CLI#

benchtool#

BenchTools is a tool that helps researchers set up benchmarks.

Usage

benchtool [OPTIONS] COMMAND [ARGS]...

add-task#

Set up a new task.

Usage

benchtool add-task [OPTIONS] TASK_NAME

Options

-p, --bench-path <bench_path>#

The path to the benchmark repository where the task will be added.

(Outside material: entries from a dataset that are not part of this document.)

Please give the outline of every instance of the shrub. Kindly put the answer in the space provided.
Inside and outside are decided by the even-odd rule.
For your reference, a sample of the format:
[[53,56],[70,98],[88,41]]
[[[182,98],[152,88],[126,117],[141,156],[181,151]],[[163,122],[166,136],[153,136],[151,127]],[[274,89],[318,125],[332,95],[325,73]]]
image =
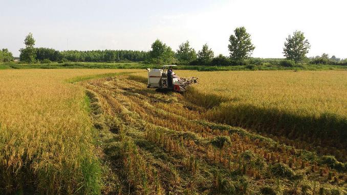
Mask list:
[[211,141],[211,143],[212,143],[212,145],[219,148],[223,148],[225,143],[230,143],[230,138],[228,136],[215,136]]
[[261,66],[263,65],[263,61],[260,58],[251,58],[247,60],[247,63],[249,64],[253,64],[256,66]]
[[58,63],[59,63],[59,64],[61,64],[62,63],[67,62],[68,62],[68,60],[67,60],[66,58],[62,58],[60,60],[58,61]]
[[321,164],[326,164],[332,168],[339,170],[343,170],[345,169],[345,165],[339,162],[333,156],[323,156],[321,159]]
[[277,177],[291,178],[294,176],[294,173],[287,165],[280,162],[274,164],[271,167],[271,173]]
[[261,189],[261,192],[264,195],[276,195],[276,192],[271,187],[266,186]]
[[249,69],[250,70],[254,70],[255,67],[255,65],[254,64],[248,64],[246,65],[246,68]]
[[42,64],[50,64],[52,61],[49,60],[49,59],[45,59],[42,61],[41,61],[41,63]]
[[241,154],[241,157],[245,160],[250,161],[254,158],[254,154],[250,151],[246,150]]
[[230,60],[229,58],[221,54],[213,58],[211,61],[211,65],[213,66],[229,66],[230,65]]
[[292,60],[283,60],[279,62],[279,65],[284,67],[293,67],[295,65],[295,63]]

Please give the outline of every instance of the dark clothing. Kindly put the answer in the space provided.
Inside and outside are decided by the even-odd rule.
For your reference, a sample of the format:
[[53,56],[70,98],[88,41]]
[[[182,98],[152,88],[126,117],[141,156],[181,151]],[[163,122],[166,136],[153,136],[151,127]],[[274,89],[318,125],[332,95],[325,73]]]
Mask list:
[[172,70],[167,70],[167,86],[172,87]]

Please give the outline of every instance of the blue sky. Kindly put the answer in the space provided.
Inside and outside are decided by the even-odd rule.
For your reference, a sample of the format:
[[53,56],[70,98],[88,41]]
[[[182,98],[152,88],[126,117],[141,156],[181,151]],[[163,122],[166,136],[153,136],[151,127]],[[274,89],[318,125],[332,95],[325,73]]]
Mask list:
[[14,56],[32,32],[36,46],[58,50],[147,51],[159,38],[174,50],[188,40],[228,55],[229,37],[245,26],[253,57],[283,57],[286,38],[296,30],[323,53],[347,58],[344,1],[0,0],[0,48]]

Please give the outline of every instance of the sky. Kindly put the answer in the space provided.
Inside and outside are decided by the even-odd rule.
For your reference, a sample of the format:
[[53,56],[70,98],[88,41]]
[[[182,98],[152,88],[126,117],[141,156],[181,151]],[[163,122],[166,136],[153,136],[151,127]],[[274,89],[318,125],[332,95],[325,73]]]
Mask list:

-s, --task-source <task_source>#

Required The relative path to content that already exists`

-t, --task-type <task_type>#

Required The type of the task content being added. Options are csv or yml

Options:

folders | list

Arguments

TASK_NAME#

Required argument

init#

Initializes a new benchmark.

Benchmark-name is required, if not provided, requested interactively.

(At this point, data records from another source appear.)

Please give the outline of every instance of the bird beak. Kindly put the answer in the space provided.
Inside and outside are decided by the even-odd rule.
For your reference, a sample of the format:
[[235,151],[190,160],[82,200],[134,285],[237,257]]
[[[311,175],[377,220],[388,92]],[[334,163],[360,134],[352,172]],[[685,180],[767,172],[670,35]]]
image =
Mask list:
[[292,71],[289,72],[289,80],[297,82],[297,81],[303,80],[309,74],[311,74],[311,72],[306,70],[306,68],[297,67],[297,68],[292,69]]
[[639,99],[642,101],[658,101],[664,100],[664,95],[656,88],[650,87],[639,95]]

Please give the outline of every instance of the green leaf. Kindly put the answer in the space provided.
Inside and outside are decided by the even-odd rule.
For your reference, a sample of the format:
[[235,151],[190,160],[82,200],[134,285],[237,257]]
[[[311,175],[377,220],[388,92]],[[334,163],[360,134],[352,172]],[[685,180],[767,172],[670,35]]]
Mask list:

this command creates the folder for the benchmark.

Usage

benchtool init [OPTIONS] [BENCHMARK_NAME]

Options

-p, --path <path>#

The path where the new benchmark repository will be placed

-a, --about <about>#

Benchmark describtion. Content will go in the about.md file

--no-git#

Don’t make benchmark a git repository. Default is False

Arguments

BENCHMARK_NAME#

Optional argument

run#

Run the benchmark, generate logs, and optionally sore

Usage

benchtool run [OPTIONS] [BENCHMARK_PATH]

Options

-r, --runner-type <runner_type>#

The engine that will run your LLM.

Options:

ollama | openai | bedrock

-m, --model <model>#

The LLM to be benchmarked.

-a, --api <api>#

The api base url required to access the runner engine.

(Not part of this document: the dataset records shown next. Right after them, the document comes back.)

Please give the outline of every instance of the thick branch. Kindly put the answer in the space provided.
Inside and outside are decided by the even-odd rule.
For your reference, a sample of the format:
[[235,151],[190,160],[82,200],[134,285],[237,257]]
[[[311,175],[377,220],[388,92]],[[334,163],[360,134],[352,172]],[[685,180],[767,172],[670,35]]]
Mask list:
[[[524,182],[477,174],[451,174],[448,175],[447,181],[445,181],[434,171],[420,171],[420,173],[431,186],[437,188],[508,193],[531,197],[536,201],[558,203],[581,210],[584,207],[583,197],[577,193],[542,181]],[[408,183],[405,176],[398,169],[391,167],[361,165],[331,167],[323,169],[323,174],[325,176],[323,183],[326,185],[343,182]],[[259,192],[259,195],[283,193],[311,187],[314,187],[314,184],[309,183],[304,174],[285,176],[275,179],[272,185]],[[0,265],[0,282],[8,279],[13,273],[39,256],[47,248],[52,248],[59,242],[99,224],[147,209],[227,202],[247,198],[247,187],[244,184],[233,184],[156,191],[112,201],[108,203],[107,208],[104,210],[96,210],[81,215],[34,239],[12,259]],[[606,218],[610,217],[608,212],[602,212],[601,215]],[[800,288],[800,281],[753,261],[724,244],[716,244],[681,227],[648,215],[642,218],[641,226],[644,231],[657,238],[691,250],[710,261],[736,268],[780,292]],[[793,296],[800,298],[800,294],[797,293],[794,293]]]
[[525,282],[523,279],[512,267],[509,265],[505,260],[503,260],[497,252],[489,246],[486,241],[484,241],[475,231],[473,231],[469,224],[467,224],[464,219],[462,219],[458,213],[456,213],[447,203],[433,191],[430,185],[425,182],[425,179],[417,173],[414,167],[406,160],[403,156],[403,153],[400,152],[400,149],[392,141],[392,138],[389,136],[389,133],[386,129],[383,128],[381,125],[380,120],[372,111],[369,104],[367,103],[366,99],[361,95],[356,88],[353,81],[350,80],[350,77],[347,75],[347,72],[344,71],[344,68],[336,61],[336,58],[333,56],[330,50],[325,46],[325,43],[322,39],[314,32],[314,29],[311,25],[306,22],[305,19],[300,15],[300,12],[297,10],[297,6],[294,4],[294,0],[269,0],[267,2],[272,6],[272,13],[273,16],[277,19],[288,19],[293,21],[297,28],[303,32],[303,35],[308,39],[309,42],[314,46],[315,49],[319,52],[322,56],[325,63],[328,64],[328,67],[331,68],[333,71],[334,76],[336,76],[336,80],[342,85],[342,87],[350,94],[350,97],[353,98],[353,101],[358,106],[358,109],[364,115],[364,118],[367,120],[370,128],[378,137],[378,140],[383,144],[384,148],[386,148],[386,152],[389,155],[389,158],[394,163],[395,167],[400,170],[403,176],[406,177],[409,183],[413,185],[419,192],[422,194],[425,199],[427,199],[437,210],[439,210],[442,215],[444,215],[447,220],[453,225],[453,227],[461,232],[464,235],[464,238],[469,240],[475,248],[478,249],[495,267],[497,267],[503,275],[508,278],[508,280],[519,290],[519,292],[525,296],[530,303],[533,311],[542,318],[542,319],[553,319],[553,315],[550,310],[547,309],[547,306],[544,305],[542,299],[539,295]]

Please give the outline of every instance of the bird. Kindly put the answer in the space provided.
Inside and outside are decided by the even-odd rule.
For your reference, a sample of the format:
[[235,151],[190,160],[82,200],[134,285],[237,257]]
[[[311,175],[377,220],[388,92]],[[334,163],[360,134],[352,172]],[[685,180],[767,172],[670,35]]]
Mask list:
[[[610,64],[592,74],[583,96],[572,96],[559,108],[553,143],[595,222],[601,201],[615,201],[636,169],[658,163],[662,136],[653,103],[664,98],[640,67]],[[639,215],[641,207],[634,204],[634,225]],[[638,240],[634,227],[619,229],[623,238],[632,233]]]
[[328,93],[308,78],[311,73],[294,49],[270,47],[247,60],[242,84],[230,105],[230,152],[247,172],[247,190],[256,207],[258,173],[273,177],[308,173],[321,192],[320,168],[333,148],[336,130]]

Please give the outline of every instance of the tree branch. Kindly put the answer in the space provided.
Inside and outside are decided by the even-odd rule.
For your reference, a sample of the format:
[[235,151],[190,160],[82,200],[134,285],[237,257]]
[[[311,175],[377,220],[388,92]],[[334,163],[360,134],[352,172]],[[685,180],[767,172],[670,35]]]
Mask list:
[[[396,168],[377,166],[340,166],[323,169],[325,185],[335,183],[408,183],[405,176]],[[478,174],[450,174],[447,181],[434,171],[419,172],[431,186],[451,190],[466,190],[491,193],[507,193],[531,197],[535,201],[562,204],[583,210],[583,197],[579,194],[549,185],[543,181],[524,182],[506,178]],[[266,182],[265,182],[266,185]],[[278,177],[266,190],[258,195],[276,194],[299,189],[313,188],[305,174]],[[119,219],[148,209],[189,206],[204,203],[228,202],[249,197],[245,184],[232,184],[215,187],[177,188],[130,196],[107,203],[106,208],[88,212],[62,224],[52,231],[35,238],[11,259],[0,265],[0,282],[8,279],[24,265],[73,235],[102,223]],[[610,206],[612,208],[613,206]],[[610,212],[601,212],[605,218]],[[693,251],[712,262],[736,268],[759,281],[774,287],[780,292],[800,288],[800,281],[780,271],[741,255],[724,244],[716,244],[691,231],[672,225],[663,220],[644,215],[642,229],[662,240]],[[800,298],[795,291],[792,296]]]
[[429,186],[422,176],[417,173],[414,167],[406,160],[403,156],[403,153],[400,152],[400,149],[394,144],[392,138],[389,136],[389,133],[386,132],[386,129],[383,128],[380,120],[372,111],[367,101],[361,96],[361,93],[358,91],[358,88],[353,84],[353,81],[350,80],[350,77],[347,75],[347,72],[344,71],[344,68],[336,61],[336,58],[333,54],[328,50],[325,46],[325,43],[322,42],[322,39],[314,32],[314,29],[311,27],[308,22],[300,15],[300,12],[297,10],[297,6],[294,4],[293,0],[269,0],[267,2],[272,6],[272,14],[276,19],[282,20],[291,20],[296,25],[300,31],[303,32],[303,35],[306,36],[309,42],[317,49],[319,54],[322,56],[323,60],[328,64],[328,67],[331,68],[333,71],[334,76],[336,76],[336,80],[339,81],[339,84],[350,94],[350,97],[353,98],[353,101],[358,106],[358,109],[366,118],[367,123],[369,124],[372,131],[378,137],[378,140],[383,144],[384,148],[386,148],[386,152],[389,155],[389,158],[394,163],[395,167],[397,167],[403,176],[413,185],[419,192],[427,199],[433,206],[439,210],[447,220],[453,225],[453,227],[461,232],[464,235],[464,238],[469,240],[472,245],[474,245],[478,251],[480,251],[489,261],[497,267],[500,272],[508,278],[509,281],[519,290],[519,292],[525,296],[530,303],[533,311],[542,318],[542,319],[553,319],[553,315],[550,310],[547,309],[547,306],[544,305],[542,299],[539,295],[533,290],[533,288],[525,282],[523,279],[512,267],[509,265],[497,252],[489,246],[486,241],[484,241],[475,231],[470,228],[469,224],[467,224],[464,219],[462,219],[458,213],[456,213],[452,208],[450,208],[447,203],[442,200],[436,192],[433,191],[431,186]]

-l, --log-path <log_path>#

The path to a log directory.

-s, --score#

flag to score each task while running

-R, --runner-file <runner_file>#

use runner.yml configuration, if provided overrides options

Arguments

BENCHMARK_PATH#

Optional argument

run-task#

Running the tasks and generating logs

, help=”The path to the benchmark repository where all the task reside.” , help=”The name of the specific task you would like to run”

Usage

benchtool run-task [OPTIONS] BENCHMARK_PATH TASK_NAME

Options

-r, --runner-type <runner_type>#

The engine that will run your LLM.

Options:

ollama | openai | bedrock

-m, --model <model>#

The LLM to be benchmarked.

-a, --api-url <api_url>#

The api call required to access the runner engine.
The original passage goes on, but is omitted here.